For Elston Harris, heart attacks seem to be a generational curse.

Several men from his father’s side of the family — including Harris’ uncles — died from heart attacks. Harris, who is 59 and a former college basketball player, almost experienced a similar fate after his own heart attack in 2017. The only signs he was having a heart attack that he noticed were “small” symptoms of back pain and trapped gas.

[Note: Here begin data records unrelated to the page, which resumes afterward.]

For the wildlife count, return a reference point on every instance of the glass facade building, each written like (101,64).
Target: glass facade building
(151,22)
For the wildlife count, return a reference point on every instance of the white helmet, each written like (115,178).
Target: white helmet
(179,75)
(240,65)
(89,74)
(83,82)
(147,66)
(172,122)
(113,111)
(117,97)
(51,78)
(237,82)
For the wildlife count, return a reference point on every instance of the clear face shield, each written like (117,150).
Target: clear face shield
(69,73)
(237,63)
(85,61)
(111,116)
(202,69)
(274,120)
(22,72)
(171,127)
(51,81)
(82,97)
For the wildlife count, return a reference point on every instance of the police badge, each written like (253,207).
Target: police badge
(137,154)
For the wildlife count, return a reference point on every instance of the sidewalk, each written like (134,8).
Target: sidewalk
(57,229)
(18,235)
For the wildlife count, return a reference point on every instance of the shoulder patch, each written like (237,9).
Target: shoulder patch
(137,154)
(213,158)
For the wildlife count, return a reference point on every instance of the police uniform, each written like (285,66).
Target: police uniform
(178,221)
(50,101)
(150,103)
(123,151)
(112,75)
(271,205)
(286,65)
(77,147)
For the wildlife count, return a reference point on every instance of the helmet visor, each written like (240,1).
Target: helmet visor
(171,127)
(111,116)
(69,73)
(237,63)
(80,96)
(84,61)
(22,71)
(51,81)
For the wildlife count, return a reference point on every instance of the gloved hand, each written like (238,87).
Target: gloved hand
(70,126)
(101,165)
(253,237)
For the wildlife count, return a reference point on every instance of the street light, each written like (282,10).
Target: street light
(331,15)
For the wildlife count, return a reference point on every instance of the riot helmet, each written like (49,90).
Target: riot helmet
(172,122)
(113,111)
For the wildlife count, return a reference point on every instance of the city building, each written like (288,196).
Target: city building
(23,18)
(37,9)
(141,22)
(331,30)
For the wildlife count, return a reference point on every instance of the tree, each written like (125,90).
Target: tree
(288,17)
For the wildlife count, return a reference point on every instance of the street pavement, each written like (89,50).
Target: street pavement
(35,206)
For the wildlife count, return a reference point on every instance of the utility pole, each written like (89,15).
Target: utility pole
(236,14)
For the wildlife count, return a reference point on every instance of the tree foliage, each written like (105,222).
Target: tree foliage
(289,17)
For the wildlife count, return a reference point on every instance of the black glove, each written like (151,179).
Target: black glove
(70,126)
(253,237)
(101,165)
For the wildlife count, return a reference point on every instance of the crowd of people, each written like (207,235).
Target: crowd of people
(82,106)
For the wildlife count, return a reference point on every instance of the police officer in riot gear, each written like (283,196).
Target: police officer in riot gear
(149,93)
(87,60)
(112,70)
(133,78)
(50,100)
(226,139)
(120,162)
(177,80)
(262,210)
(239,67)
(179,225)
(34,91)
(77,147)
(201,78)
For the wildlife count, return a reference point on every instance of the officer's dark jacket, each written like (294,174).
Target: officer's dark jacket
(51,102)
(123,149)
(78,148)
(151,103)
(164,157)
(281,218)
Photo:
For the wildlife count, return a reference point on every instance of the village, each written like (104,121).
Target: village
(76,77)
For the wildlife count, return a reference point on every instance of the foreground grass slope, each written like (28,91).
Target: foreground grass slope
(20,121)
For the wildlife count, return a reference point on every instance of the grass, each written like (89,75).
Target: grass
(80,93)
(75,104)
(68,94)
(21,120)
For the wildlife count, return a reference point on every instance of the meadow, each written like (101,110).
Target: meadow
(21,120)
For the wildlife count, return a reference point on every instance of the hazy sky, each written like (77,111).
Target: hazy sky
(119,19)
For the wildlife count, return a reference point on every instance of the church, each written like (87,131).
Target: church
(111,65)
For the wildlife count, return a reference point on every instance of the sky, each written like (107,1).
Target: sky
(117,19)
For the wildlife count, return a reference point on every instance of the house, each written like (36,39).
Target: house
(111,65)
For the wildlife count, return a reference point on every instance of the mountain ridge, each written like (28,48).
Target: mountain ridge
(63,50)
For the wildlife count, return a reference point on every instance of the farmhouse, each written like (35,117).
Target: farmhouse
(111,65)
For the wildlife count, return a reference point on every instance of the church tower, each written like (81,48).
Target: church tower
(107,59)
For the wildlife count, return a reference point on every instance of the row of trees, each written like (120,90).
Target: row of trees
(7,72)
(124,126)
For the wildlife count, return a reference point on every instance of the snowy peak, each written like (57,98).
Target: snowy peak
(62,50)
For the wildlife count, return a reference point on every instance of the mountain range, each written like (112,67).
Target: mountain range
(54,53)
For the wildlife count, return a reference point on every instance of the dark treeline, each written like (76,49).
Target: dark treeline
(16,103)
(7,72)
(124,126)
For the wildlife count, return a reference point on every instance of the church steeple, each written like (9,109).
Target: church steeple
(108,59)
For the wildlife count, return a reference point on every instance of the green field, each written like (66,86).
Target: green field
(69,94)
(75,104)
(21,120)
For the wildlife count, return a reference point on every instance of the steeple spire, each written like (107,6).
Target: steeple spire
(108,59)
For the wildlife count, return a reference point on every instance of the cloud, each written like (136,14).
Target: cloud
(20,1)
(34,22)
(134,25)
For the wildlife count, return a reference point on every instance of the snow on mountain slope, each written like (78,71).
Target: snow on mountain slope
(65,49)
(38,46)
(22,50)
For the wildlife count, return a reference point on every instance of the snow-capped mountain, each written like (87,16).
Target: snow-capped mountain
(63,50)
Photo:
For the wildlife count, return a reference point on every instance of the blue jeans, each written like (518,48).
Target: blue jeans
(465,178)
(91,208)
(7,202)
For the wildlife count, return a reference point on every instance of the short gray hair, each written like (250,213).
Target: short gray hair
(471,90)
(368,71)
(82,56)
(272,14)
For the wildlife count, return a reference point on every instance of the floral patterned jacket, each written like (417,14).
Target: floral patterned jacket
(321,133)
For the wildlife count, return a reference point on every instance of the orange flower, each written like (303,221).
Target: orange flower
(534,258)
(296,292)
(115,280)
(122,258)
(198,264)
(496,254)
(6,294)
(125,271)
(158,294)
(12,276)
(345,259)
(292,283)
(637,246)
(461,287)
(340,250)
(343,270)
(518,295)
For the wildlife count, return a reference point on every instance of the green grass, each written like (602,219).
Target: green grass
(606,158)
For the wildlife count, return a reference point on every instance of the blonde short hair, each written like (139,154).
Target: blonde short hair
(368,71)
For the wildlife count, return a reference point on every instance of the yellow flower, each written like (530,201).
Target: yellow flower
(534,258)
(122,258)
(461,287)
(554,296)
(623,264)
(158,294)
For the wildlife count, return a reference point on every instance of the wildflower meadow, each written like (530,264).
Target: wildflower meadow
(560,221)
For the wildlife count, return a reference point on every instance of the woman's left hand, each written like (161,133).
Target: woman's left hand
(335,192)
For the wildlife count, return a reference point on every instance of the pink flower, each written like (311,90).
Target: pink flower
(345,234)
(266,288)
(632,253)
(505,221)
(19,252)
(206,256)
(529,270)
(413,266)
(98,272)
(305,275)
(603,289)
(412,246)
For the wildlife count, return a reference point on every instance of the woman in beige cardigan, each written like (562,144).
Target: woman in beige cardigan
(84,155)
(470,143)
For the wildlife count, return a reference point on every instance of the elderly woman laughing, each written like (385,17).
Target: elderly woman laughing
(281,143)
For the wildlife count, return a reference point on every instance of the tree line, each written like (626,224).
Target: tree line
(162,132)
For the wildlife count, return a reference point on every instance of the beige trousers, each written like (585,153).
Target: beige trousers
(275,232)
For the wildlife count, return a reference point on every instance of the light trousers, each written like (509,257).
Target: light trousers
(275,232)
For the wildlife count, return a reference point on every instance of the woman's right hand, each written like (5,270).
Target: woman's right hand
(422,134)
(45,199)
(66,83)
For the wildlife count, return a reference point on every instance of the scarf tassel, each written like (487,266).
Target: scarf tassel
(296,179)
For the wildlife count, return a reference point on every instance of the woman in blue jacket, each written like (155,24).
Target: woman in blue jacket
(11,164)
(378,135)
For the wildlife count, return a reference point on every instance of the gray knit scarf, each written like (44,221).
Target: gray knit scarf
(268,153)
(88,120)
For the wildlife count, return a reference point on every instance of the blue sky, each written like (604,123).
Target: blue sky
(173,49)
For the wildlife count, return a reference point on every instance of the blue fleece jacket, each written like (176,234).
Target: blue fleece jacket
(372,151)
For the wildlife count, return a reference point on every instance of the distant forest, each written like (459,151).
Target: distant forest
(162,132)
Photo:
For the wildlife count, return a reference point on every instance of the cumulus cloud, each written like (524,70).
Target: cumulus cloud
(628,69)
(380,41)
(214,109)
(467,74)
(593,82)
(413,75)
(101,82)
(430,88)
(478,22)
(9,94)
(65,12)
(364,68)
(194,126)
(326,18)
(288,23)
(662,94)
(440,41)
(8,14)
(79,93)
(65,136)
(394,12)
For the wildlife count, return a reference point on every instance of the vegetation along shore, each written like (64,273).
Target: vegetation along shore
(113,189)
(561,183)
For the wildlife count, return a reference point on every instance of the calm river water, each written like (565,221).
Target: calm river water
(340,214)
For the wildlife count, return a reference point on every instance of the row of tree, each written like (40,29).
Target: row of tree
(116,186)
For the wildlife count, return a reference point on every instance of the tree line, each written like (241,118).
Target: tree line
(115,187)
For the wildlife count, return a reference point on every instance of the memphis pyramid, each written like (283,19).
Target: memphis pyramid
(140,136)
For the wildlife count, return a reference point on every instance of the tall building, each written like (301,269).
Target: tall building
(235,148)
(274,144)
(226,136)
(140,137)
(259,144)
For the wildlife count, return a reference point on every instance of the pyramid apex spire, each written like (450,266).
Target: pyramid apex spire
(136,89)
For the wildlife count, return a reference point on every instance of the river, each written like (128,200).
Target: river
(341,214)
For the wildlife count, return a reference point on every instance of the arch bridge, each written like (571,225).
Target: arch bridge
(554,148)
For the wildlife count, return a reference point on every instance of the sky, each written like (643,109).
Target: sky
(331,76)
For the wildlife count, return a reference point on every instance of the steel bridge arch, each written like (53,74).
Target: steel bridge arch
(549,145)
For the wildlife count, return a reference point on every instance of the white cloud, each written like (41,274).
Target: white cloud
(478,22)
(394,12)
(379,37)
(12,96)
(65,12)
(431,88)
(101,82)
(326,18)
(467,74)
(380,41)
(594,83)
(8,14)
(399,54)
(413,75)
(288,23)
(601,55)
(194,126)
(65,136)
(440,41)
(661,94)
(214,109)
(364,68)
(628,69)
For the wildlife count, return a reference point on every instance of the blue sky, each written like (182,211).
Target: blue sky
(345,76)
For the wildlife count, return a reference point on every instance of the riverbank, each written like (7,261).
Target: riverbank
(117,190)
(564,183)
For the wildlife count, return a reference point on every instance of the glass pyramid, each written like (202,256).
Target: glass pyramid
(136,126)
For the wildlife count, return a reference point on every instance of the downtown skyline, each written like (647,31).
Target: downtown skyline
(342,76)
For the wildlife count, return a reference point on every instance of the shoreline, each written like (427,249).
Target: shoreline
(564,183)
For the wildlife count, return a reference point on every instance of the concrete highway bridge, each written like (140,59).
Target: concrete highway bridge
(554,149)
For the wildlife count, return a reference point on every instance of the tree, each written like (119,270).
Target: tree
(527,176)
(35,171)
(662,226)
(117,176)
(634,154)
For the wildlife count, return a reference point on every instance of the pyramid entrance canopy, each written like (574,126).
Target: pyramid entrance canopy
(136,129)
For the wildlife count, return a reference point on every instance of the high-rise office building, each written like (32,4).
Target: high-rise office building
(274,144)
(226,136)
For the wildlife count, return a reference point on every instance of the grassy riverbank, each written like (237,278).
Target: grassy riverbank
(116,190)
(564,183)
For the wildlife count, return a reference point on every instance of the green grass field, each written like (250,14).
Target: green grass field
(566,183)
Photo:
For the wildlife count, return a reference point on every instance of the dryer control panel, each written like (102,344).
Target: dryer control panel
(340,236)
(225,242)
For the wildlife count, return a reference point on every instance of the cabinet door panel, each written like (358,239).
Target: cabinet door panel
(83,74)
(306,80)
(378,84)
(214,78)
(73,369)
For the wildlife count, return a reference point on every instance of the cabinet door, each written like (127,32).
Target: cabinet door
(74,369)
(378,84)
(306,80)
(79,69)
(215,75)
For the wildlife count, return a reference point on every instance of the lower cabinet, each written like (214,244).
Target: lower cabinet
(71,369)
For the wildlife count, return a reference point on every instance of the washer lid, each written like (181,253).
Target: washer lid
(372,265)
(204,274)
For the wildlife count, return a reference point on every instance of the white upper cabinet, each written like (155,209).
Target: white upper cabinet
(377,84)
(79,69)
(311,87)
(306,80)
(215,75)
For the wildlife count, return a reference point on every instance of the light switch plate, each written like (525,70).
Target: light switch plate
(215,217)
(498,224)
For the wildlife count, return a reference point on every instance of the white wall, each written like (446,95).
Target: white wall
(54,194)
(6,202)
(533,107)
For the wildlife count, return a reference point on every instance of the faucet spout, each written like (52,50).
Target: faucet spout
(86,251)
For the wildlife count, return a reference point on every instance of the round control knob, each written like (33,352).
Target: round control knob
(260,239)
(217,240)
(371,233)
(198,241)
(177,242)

For Harris, the curse may have been a blessing in disguise: While being treated at Advocate Trinity Hospital, a medical center in southeast Chicago, he was referred to Dr. Marlon Everett, a cardiologist who gave him a “game plan” to follow. This included putting God first, eating healthy and concentrating on his checkups. But aside from Everett’s expertise, Harris said he felt comfortable because Everett looked like him.

For more on this story, go to NBCNews.com and watch “Hallie Jackson Now” on News Now at 5 p.m. ET/4 p.m. CT.

“When you are African American or Black, you’re more comfortable interacting with someone who knows, ‘OK, he might have grew up here, or he might eat this, or I heard them do that,’” said Harris, who lives in Chicago. “So, you’re a lot more comfortable with people who walk in similar footsteps.”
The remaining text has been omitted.